I'm a Hungry Dinosaur
- Author: Janeen Brian
- Illustrator: Ann James
- Cover artist: Ann James
- Language: English
- Genre: Children's picture book
- Published: 2015 (Penguin Books)
- Publication place: Australia
- Media type: Print (paperback)
- Pages: 22 (unpaginated)
- ISBN: 9780670078103
- OCLC: 951497762

= I'm a Hungry Dinosaur =

Children's picture book by Janeen Brian

I'm a Hungry Dinosaur is a 2015 children's picture book written by Janeen Brian and illustrated by Ann James.
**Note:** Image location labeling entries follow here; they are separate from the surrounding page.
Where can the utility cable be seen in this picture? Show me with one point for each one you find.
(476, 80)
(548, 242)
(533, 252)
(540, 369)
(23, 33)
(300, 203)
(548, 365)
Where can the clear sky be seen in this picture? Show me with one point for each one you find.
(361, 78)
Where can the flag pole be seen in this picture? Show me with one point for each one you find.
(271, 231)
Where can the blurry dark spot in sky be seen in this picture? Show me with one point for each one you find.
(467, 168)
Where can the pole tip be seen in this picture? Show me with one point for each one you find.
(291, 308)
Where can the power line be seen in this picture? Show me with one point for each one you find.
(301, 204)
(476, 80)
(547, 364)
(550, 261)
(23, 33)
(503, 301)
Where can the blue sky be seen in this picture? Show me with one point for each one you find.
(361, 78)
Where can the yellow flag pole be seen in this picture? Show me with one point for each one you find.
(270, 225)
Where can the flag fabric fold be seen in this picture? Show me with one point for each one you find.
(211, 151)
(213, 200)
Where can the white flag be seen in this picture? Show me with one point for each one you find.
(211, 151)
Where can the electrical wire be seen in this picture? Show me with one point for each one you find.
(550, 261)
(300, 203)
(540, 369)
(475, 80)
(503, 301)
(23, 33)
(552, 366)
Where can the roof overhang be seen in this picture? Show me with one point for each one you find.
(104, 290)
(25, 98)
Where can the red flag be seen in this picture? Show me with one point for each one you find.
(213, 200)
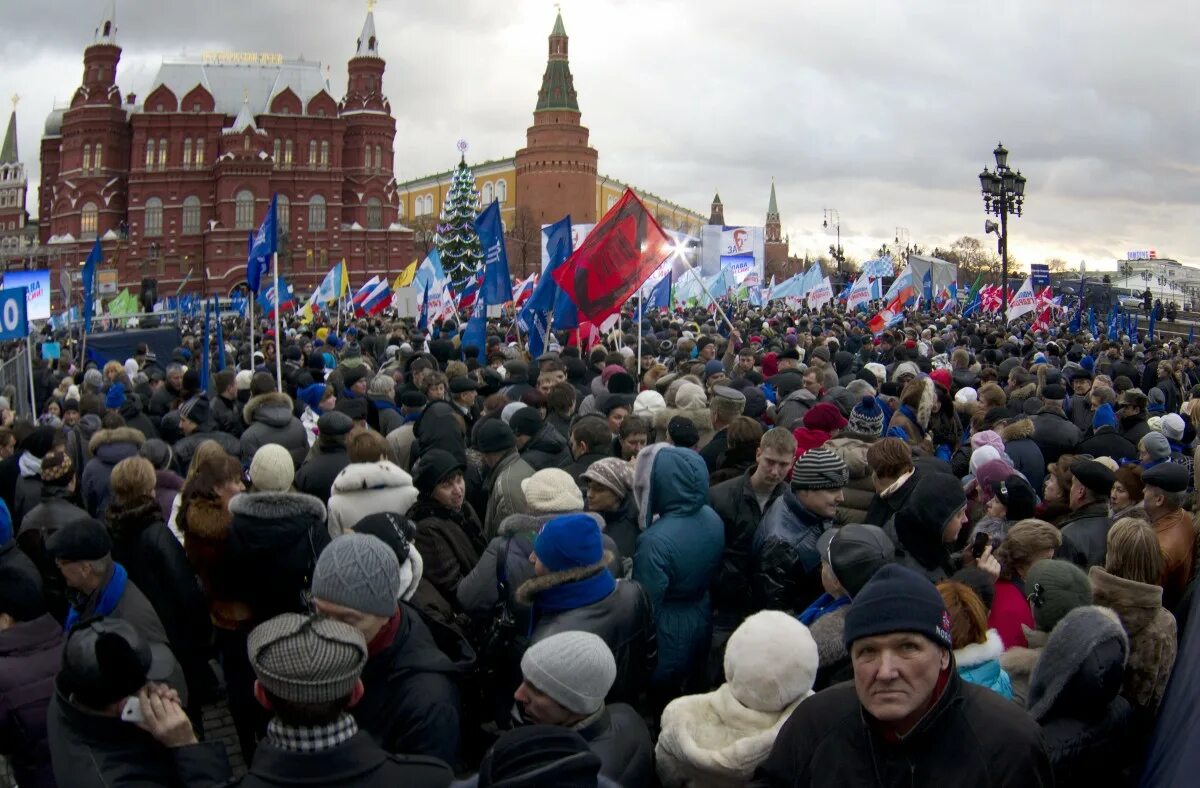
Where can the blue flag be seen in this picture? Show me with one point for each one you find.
(89, 282)
(262, 247)
(497, 283)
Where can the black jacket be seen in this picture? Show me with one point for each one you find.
(831, 740)
(1085, 535)
(736, 504)
(360, 763)
(90, 751)
(412, 704)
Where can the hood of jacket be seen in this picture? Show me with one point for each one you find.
(127, 435)
(273, 409)
(1137, 603)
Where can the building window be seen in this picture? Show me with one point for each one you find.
(154, 217)
(89, 218)
(316, 214)
(192, 216)
(244, 215)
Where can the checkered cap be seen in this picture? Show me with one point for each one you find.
(307, 659)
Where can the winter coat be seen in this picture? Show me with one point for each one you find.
(859, 491)
(1024, 452)
(316, 476)
(547, 449)
(1151, 631)
(1085, 535)
(91, 751)
(449, 542)
(274, 543)
(156, 563)
(30, 656)
(831, 740)
(108, 447)
(369, 488)
(504, 493)
(623, 619)
(1107, 441)
(786, 564)
(1054, 433)
(677, 557)
(736, 504)
(618, 735)
(979, 663)
(270, 420)
(412, 702)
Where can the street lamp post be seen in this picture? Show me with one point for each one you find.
(1003, 193)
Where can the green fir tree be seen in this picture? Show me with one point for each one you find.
(456, 239)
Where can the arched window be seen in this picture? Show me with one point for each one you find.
(192, 216)
(154, 217)
(244, 211)
(89, 218)
(316, 214)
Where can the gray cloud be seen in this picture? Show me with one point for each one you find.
(886, 112)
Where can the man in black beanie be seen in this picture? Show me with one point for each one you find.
(907, 717)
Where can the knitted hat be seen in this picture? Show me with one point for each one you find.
(1087, 648)
(771, 661)
(1055, 588)
(1156, 445)
(307, 659)
(115, 396)
(613, 473)
(898, 600)
(271, 470)
(551, 491)
(867, 417)
(826, 417)
(359, 572)
(820, 469)
(576, 669)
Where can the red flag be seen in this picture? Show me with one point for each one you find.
(615, 260)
It is about a small dinosaur that makes a mess baking and eating a cake.

==Publication history==
- 2015, Australia, Penguin Books ISBN 9780670078103
- 2016, USA, Kane/Miller ISBN 9781610674614

==Reception==
Kirkus Reviews called it "A toddler-friendly celebration of messiness, with a yummy culmination."

I'm a Hungry Dinosaur has also been reviewed Reading Time, the School Library Journal, Magpies, and Scan: The Journal For Educators.

It is a 2016 CBCA Book of the Year: Early Childhood notable book, and a 2016 Speech Pathology of Australia Award shortlisted book.